Forbes accused Perplexity of stealing content in a June 11 report, which was confirmed by WIRED’s investigations. Further evidence of scraping abuse and plagiarism by systems linked to Perplexity’s AI-powered search chatbot was also found. Condé Nast engineers have blocked the Perplexity tracker on their websites, but the company accessed a server using an unpublished IP address to crawl Condé Nast websites. The IP address was also found on servers of news websites like The Guardian, Forbes, and The New York Times.
The IP address was traced to an Elastic Compute Cloud (EC2) instance hosted on AWS, prompting an investigation by the company. Perplexity CEO Aravind Srinivas initially claimed that the questions raised by WIRED reflected a misunderstanding of how the company operates. He later told Fast Company that the IP address observed on various websites was operated by a third-party company providing web crawling and indexing services.
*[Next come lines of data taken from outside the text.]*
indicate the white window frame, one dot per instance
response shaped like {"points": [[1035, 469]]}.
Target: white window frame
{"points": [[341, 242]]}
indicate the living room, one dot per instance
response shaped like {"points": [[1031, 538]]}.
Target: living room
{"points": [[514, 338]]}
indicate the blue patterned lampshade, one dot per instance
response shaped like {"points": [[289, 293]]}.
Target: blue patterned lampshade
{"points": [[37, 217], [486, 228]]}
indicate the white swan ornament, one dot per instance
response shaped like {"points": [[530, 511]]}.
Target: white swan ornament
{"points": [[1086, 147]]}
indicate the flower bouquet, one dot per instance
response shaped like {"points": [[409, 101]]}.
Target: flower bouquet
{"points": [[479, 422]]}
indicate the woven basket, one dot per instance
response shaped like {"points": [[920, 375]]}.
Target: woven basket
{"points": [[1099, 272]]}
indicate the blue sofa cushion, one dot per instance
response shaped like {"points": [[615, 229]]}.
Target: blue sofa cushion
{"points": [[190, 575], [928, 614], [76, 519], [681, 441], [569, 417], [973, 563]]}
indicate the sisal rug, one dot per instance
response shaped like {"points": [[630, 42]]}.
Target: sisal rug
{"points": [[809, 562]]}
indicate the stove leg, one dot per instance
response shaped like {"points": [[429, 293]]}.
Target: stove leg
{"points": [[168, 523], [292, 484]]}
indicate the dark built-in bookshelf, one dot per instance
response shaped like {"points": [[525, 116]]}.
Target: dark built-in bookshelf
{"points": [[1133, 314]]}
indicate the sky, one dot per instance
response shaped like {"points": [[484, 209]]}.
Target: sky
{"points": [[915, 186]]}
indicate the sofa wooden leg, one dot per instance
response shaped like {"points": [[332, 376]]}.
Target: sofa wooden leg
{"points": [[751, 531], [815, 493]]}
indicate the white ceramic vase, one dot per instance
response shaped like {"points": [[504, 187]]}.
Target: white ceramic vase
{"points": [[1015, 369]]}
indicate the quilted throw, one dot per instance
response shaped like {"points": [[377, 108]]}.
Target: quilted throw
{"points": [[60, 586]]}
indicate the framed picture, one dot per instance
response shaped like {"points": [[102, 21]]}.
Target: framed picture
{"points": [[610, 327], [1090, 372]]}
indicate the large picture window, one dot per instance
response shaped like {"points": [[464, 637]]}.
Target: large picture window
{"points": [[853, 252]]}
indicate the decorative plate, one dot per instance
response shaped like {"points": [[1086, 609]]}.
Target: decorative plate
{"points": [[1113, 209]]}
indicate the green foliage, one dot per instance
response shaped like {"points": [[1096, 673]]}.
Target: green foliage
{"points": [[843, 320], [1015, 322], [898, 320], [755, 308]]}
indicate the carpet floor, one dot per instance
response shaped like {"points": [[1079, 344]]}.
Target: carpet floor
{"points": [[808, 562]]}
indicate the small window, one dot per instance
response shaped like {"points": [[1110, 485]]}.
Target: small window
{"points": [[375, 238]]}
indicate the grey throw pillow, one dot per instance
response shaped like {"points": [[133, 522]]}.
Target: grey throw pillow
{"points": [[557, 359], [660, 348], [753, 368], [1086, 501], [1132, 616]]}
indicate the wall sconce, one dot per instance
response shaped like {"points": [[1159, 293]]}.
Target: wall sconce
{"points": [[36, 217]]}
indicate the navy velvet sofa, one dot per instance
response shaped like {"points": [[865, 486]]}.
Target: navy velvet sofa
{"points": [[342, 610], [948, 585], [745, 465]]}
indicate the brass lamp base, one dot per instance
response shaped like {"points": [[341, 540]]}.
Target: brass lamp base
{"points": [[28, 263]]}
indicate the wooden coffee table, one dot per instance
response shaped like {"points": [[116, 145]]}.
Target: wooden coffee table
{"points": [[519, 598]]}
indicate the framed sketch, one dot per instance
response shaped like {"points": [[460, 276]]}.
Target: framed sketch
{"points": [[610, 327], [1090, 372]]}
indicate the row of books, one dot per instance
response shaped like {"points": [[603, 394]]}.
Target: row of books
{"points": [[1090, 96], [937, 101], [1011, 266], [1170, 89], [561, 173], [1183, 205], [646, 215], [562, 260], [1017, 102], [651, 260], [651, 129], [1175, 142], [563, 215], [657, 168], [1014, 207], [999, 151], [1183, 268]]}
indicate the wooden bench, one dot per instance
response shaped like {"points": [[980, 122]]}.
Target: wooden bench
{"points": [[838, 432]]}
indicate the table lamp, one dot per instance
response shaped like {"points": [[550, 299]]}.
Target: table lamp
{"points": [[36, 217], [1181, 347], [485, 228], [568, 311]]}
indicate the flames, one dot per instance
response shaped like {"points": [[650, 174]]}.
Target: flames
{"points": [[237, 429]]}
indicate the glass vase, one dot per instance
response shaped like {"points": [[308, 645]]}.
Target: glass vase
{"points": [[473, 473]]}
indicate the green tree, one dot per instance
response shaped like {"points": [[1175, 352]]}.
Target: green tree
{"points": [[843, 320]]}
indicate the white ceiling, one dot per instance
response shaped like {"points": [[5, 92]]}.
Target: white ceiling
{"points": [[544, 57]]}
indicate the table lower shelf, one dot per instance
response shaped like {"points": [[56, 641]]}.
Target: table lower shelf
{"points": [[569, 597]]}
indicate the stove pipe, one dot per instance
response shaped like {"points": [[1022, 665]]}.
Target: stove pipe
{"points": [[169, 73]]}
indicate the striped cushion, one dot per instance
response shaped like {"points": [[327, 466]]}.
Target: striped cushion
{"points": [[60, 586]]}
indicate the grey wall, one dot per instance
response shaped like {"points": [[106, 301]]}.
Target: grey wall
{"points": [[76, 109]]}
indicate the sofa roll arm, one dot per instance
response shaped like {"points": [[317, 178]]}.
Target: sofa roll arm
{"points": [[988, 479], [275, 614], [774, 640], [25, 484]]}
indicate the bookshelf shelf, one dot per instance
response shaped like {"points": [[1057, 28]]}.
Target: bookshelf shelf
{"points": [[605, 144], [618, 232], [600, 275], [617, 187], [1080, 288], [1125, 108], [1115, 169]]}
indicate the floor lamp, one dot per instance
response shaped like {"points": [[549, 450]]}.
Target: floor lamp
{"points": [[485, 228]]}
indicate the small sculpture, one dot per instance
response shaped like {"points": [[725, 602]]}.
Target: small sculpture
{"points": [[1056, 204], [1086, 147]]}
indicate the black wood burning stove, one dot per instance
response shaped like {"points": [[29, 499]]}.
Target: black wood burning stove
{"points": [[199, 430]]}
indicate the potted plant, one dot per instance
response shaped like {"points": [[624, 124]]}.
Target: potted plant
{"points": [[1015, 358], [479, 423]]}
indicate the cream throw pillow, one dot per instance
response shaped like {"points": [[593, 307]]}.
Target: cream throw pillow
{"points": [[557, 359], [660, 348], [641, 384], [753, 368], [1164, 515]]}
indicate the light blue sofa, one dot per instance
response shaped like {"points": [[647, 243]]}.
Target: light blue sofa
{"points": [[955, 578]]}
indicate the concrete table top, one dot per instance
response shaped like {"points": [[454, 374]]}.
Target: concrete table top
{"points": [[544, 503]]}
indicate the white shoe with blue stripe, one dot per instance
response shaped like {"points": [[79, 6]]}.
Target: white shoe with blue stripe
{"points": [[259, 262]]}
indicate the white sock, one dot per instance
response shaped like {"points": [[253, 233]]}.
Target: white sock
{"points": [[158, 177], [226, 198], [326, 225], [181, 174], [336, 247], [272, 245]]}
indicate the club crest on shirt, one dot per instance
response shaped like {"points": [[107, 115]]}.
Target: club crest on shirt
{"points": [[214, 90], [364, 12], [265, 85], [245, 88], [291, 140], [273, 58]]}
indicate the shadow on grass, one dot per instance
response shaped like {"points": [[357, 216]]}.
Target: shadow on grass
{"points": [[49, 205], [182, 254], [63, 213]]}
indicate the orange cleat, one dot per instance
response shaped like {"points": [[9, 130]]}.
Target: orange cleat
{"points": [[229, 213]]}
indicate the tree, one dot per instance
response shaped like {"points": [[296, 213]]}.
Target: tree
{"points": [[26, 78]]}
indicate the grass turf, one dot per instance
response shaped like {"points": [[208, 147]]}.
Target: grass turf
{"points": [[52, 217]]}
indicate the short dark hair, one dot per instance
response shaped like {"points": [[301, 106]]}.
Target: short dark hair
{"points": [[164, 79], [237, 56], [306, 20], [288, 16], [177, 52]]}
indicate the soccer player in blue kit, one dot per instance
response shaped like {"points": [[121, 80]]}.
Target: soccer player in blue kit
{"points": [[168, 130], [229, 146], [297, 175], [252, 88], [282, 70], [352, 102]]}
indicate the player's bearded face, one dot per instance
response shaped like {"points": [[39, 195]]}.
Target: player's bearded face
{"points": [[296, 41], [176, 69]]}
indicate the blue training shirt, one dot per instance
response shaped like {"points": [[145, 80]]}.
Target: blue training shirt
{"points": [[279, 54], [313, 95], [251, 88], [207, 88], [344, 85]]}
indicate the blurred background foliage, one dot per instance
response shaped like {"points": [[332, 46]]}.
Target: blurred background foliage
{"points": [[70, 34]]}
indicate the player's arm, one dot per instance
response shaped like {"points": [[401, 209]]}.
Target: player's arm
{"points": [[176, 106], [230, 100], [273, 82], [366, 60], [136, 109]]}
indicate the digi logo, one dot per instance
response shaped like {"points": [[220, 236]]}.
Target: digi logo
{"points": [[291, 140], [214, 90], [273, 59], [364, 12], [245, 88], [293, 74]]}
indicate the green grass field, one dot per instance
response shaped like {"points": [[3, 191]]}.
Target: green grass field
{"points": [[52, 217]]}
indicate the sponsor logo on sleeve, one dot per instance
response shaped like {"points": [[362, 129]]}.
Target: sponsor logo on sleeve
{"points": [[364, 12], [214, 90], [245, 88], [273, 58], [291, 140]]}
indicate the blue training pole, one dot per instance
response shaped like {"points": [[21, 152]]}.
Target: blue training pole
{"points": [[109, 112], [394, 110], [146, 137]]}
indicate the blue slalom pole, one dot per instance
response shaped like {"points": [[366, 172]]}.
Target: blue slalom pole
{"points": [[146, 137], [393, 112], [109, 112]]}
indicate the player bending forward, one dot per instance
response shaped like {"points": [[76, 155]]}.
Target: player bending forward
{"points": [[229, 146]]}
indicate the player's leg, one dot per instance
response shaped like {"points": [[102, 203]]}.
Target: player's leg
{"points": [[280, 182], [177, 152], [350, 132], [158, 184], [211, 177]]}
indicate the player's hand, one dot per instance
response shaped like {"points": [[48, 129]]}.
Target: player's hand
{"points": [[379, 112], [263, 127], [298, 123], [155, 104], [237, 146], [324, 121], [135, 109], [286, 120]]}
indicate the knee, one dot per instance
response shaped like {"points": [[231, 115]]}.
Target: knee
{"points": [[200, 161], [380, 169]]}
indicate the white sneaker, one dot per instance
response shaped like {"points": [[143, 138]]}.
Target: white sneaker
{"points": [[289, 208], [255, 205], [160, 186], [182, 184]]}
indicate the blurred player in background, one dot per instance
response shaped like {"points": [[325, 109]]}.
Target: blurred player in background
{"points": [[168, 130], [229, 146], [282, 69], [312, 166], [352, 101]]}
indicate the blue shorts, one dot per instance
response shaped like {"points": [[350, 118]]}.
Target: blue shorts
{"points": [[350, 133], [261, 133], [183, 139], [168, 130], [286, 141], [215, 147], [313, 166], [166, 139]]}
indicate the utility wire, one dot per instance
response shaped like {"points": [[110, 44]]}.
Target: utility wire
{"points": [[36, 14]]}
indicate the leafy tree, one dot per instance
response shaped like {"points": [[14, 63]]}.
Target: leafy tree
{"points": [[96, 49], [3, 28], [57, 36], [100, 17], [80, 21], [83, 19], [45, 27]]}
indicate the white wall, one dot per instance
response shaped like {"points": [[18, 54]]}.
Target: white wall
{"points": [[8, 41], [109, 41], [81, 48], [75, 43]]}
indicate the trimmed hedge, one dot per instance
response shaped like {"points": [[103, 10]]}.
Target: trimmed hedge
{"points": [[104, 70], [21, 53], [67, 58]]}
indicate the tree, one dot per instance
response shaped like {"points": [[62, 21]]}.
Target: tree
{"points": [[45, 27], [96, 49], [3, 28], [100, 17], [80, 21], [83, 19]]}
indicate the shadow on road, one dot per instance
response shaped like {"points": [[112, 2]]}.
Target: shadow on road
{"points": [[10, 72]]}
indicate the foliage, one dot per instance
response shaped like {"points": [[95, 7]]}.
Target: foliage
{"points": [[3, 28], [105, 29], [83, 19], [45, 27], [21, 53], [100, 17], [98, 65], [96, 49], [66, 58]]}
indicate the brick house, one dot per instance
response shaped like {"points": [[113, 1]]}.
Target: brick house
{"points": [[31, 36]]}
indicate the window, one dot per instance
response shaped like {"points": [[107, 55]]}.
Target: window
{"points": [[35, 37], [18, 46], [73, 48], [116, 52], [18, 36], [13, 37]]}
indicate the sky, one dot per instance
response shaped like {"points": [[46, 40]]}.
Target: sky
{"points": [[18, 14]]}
Srinivas refused to name the company due to a confidentiality agreement and stated that stopping the tracking was a complicated issue.
Overall, the investigation into Perplexity AI’s practices regarding web scraping and potential violations of Amazon Web Services rules is ongoing. Companies like The Guardian, Forbes, and The New York Times have detected the IP address associated with Perplexity on their servers, raising concerns about the startup’s data gathering methods. Perplexity’s reliance on scraping data from websites that have blocked it and its ignoring of the Robot Exclusion Protocol could lead to further scrutiny and potential legal consequences.